Como é possível que, em pleno século XXI, com todos os avanços relacionados com os direitos civis e o feminismo, exista uma instituição ocidental, cuja sede está no coração da Europa, que, no trato com as mulheres, guarda proximidade ao tratamento a elas dispensado nas diferentes versões do islamismo? Alguém poderia objetar com o argumento simplista de que a realidade de uma mulher na igreja é muito mais confortável que a realidade de uma mulher em ambientes muçulmanos. Mas, em uma e outra realidade, não está a mulher identicamente excluída e subalternizada em relação ao clero patriarcal de um e outro grupo? Não bebem a Igreja Católica e as diferentes configurações do islamismo do mesmo argumento fundamental para discriminá-las, isto é, que se trata de uma realidade divinamente estabelecida? Uma das características do cristianismo é a capacidade do indivíduo de descer às raízes mais profundas das realidades que nos cercam e dar-se conta das diferentes formas de violências que estruturam essas realidades, frequentemente mascaradas como benéficas. A tradução em linguagem evangélica dessa capacidade de descer aos fundamentos da realidade pessoal e comunitária é: conhecereis a verdade e a verdade vos libertará. Nas raízes da discriminação das mulheres na igreja, hoje, não se trata, pura e simplesmente, de uma das diferentes formas de violência que se praticou sempre contra as mulheres e que se perpetuam hoje, também na igreja? 

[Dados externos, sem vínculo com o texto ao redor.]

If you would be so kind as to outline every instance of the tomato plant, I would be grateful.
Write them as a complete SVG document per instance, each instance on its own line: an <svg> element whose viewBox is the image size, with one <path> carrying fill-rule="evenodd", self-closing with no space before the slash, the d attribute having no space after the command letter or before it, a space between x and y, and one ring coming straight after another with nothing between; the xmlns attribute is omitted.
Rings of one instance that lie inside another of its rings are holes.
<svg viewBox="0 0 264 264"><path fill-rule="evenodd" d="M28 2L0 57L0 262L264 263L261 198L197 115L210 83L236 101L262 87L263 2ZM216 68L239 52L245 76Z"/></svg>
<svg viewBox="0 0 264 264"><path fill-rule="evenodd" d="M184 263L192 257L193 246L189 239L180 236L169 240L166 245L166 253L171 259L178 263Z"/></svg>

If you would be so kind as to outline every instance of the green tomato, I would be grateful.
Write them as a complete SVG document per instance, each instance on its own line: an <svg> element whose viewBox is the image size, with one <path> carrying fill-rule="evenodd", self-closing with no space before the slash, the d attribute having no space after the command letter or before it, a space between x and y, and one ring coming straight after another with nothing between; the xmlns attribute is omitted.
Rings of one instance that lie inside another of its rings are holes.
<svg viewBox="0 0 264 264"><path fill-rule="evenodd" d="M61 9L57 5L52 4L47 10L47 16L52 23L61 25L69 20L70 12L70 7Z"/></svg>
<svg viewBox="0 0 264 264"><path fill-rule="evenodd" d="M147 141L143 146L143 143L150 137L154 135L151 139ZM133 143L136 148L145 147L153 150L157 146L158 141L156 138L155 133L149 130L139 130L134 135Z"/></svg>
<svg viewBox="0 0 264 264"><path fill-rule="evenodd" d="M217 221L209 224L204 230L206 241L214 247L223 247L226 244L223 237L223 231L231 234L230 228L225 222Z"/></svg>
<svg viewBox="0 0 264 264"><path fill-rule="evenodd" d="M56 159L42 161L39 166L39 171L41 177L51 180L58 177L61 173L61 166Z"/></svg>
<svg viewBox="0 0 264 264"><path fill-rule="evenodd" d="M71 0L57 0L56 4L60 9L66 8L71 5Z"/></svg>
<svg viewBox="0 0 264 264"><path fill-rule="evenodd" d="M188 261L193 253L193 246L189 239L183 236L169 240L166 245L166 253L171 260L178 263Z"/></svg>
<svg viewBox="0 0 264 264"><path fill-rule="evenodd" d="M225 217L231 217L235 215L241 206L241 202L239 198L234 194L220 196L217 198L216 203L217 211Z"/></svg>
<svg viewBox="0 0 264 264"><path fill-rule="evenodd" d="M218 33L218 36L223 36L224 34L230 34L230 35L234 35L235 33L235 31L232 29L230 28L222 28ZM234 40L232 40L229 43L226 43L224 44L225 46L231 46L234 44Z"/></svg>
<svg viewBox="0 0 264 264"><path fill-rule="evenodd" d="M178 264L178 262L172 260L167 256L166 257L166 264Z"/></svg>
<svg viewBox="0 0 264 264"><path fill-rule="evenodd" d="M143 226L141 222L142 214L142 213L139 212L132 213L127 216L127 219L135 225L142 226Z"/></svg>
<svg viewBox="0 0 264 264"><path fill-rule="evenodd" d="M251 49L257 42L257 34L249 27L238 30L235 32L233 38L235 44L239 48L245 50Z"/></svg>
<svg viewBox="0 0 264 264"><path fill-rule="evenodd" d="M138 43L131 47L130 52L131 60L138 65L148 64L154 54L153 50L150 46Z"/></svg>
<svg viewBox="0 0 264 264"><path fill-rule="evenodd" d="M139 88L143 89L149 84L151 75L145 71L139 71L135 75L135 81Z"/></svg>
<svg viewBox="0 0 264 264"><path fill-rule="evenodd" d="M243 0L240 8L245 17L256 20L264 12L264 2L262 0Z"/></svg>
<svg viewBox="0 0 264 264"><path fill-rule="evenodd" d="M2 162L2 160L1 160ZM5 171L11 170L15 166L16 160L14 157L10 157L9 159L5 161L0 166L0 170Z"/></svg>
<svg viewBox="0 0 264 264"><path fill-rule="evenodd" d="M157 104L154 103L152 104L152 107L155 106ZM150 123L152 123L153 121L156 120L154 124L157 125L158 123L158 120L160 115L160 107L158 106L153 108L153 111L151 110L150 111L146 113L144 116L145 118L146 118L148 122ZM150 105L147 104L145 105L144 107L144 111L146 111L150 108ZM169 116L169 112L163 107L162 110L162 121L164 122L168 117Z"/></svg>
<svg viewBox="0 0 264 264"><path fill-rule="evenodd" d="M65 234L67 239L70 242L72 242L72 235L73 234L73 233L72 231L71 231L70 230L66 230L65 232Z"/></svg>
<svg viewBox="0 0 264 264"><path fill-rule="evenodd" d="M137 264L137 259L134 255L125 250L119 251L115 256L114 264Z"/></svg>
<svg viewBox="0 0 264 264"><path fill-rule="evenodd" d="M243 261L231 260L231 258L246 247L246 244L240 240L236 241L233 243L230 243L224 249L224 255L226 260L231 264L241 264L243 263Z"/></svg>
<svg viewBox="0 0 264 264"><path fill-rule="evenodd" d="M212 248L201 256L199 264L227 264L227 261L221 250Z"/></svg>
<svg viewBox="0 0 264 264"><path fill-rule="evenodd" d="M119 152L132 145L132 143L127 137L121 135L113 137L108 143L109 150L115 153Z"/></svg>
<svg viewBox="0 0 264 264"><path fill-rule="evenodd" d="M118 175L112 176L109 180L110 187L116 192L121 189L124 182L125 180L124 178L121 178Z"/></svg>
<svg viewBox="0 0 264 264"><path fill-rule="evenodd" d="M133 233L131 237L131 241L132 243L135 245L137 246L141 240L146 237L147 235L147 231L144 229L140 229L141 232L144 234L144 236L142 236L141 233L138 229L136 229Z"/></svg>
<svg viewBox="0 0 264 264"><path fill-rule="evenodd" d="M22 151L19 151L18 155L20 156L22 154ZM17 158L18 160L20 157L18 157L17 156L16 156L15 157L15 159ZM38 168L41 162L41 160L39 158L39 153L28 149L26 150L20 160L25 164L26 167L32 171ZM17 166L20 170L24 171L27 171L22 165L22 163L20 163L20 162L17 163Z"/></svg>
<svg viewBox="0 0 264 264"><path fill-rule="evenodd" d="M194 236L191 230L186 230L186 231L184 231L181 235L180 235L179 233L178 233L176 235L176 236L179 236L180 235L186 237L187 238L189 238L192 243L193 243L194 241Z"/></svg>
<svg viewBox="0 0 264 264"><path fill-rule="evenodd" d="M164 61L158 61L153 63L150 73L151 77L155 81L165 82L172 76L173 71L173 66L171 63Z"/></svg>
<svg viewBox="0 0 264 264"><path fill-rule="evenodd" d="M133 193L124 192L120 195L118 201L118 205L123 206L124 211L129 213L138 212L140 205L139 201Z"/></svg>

No dia 10 de dezembro de 2022, em Barbacena, Brasil, ocorreu o processo de beatificação de Isabel Cristina Mrad Campos. Em 1982, com 20 anos, a jovem, procedente de uma família religiosa, foi brutalmente assassinada enquanto se defendia da tentativa de estupro. É possível imaginar que o processo de canonização seguirá seu curso e que a jovem assassinada seja declarada, no futuro, santa católica e exemplo de vida cristã. O relato de violência contra a jovem Isabel Cristina é verdadeiro. O relato por detrás de todo o processo canônico de beatificação tem uma trama embutida. Expliquemo-nos. A violência extrema contra as mulheres nas diferentes partes do mundo é algo real. O Brasil não é uma exceção, pelo contrário. O assassinato de Isabel Cristina insere-se no triste rol quotidiano de assassinatos de mulheres por homens, muitos deles pessoas próximas ou companheiros de relacionamentos. Essa violência extrema é o ponto mais alto de diferentes formas de violências a que as mulheres são submetidas rotineiramente. Tão rotineiramente que muitas dessas violências se normatizaram, assim como a violência escravista foi algo normatizado em tempos passados. Ora, não resulta evidente a influência de séculos de visão eclesial relacionada com a mulher nesse caldo de violência machista? Também não é verdade que, longe de dedicar-se com afinco a desmontar essa influência eclesial na violência contra as mulheres, a Igreja Católica segue alimentando-a de alguma forma ao normatizar a discriminação contra as mulheres e ao relegá-las internamente a um papel subalterno intramuros? Não nos deixemos enganar. O magistério eclesial está cheio de rebuscados documentos teológicos relacionados com o papel da mulher na igreja, em um esforço que podemos chamar de tentativa de controle da narrativa sobre a mulher na igreja e no mundo. Essas narrativas, entretanto, derretem-se frente à realidade. É justamente neste ponto que o relato canônico da beatificação falseia: na violência cometida contra a jovem que a igreja quer levar aos altares, há digitais do ensinamento passado e da prática eclesial presente em relação às mulheres. 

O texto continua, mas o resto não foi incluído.